In der geschriebenen Sprache gibt es keine Toleranz
«Dass von einem Sprachverfall die Rede ist, verwundert nicht», schreibt Christa Dürscheid , Leiterin des Instituts für Deutsche Sprache der Universität Zürich, in ihrem Buch «Schreiben digital».
Beim Schreiben hätten wir sprachlichen Fehlern gegenüber viel weniger Nachsicht als in der gesprochenen Sprache. Ausserdem würden Emojis häufig auch anstelle eines Wortes verwendet. Bedeutet das also, dass unsere Sprache zunehmend bildhaft wird?
«Bilder sind immer vieldeutig. Sprache ist dazu da, möglichst eindeutig zu sein», entgegnet Anatol Stefanowitsc h, Sprachwissenschaftler der Freien Universität Berlin. Er befasst sich in seinen Publikationen oft mit Emojis.
Mittlerweile gab es Versuche, die Bibel in Emojis zu übersetzen. Herbert Melvilles «Moby Dick» wurde unter dem Namen « Emoji Dick » herausgegeben. Doch wer den ernsthaften Versuch macht, den Text zu enträtseln, wird schnell merken: Viele Bedeutungen sind nicht eindeutig geklärt. Wir verstehen oft nur Bahnhof.
Aubergine für Penis und Pfirsich für Gesäss
Viele der mittlerweile mehr als 2600 Zeichen haben unterschiedliche Bedeutungen. Am häufigsten werden die zwinkernden oder küssenden Smileys und Herzen benutzt. Sie stehen meist am Satzende und geben dem Text eine zusätzliche Bedeutung. Sie ersetzen Mimik, Gestik und Tonfall.
Die Bedeutung der gegenständlichen Emojis ist oft unklar. Der kleine, braune Haufen steht in Japan für Glück. In den USA ist die Aubergine ein zweideutiges Symbol: Sie steht für den Penis, der Pfirsich für das Hinterteil.
Emoji werden nicht grundlos verwendet
Die meisten gegenständlichen Emojis ersetzen jedoch keine Worte, sondern greifen die Nachricht noch einmal auf. «Komm vorbei, hab Kuchen gebacken», gefolgt von einem Kaffee- und Kuchen-Emoji, bedeutet nichts anderes, als was da bereits steht. Emojis werden sehr deskriptiv verwendet, könnte man meinen.

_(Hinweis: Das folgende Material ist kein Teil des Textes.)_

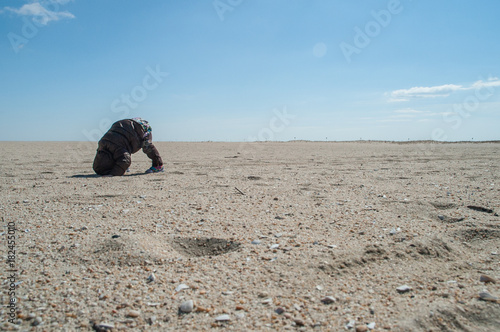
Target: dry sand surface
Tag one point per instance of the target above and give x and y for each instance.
(259, 236)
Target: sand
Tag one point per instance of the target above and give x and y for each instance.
(259, 236)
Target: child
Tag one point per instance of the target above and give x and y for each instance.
(124, 138)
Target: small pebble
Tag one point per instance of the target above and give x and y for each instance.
(104, 326)
(263, 294)
(152, 320)
(133, 314)
(350, 324)
(187, 306)
(37, 321)
(485, 296)
(267, 301)
(223, 318)
(279, 310)
(403, 289)
(486, 279)
(328, 300)
(181, 287)
(151, 278)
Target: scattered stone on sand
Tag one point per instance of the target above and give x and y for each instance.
(328, 300)
(350, 325)
(181, 287)
(487, 279)
(223, 318)
(485, 296)
(102, 327)
(133, 313)
(151, 278)
(404, 289)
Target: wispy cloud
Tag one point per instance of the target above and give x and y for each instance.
(425, 92)
(40, 13)
(407, 115)
(439, 90)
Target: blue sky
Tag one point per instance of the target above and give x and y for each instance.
(245, 70)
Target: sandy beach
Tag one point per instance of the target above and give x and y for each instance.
(253, 237)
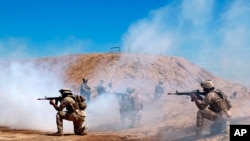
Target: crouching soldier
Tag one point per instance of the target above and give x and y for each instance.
(75, 106)
(136, 111)
(215, 106)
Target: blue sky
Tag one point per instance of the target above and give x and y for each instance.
(92, 26)
(210, 33)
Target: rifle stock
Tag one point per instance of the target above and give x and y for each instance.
(57, 99)
(196, 92)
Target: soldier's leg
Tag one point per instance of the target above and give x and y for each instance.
(201, 114)
(79, 127)
(59, 119)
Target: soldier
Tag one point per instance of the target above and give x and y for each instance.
(100, 88)
(215, 106)
(125, 107)
(136, 105)
(159, 90)
(73, 113)
(85, 89)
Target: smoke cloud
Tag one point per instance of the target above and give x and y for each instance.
(209, 33)
(22, 84)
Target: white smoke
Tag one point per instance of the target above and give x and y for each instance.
(22, 83)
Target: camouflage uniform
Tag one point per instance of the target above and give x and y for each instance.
(77, 116)
(85, 91)
(125, 107)
(100, 88)
(217, 110)
(159, 90)
(137, 107)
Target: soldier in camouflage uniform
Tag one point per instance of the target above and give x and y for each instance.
(136, 111)
(159, 90)
(125, 107)
(215, 107)
(85, 89)
(100, 88)
(72, 114)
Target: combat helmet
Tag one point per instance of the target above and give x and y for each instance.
(65, 91)
(85, 79)
(207, 84)
(130, 90)
(160, 82)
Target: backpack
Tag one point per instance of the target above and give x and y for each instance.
(80, 102)
(221, 103)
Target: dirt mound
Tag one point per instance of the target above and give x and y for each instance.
(170, 118)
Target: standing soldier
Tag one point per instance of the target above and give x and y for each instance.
(159, 90)
(75, 112)
(85, 89)
(125, 107)
(136, 105)
(215, 106)
(100, 88)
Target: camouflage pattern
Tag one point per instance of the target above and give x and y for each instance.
(159, 90)
(220, 118)
(77, 116)
(85, 91)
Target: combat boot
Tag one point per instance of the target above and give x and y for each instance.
(58, 133)
(85, 130)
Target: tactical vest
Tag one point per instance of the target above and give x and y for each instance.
(220, 102)
(80, 103)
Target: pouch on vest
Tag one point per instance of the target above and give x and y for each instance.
(222, 102)
(80, 102)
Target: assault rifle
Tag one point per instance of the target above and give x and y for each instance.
(57, 99)
(196, 92)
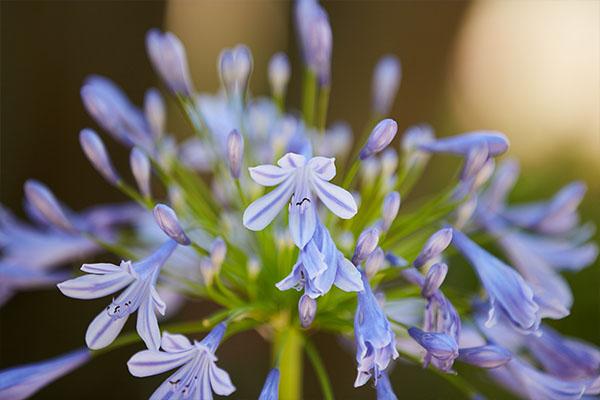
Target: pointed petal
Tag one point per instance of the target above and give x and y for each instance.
(149, 362)
(262, 211)
(268, 175)
(338, 200)
(103, 330)
(95, 286)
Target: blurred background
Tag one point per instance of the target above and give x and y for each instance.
(530, 69)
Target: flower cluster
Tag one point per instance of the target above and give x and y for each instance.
(263, 199)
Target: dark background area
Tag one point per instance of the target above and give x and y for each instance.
(47, 50)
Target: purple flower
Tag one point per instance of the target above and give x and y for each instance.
(167, 55)
(507, 290)
(23, 381)
(375, 339)
(270, 390)
(198, 375)
(386, 81)
(139, 279)
(297, 180)
(321, 265)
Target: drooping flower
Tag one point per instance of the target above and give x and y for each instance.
(139, 279)
(23, 381)
(321, 265)
(375, 339)
(198, 375)
(297, 180)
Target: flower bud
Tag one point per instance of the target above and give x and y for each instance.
(235, 67)
(439, 345)
(307, 309)
(167, 55)
(218, 251)
(96, 152)
(434, 279)
(434, 246)
(270, 390)
(43, 201)
(381, 136)
(140, 167)
(366, 243)
(489, 356)
(235, 153)
(167, 220)
(154, 111)
(386, 81)
(391, 205)
(279, 73)
(374, 262)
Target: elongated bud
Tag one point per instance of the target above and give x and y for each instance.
(218, 251)
(235, 153)
(489, 356)
(374, 262)
(391, 206)
(439, 345)
(307, 309)
(140, 167)
(279, 73)
(167, 55)
(381, 136)
(94, 149)
(270, 390)
(386, 81)
(434, 246)
(235, 67)
(366, 243)
(43, 200)
(434, 279)
(154, 111)
(167, 220)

«Menschen machen in der Kommunikation nichts ohne Grund», erklärt Stefanowitsch. Mit dem Bild signalisiert man, ob die Nachricht wichtig ist – ohne, dass der Text gelesen werden muss. Oder ob sie auch später gelesen werden kann. «In der schriftlichen Echtzeit-Kommunikation erhält der Empfänger einen Hinweis, in welcher Situation ich mich gerade befinde.»
Ein Glas Milch als Zeichen der Rassenzugehörigkeit
Immer häufiger werden Emojis inzwischen benutzt, um Identitäten und Zugehörigkeiten zu demonstrieren. Den Antrag auf ein neues Emoji kann jeder beim Unicode-Konsortium stellen. So gibt es seit kurzem ein Emoji mit einer kopftuchtragenden Muslima. Politische Korrektheit also?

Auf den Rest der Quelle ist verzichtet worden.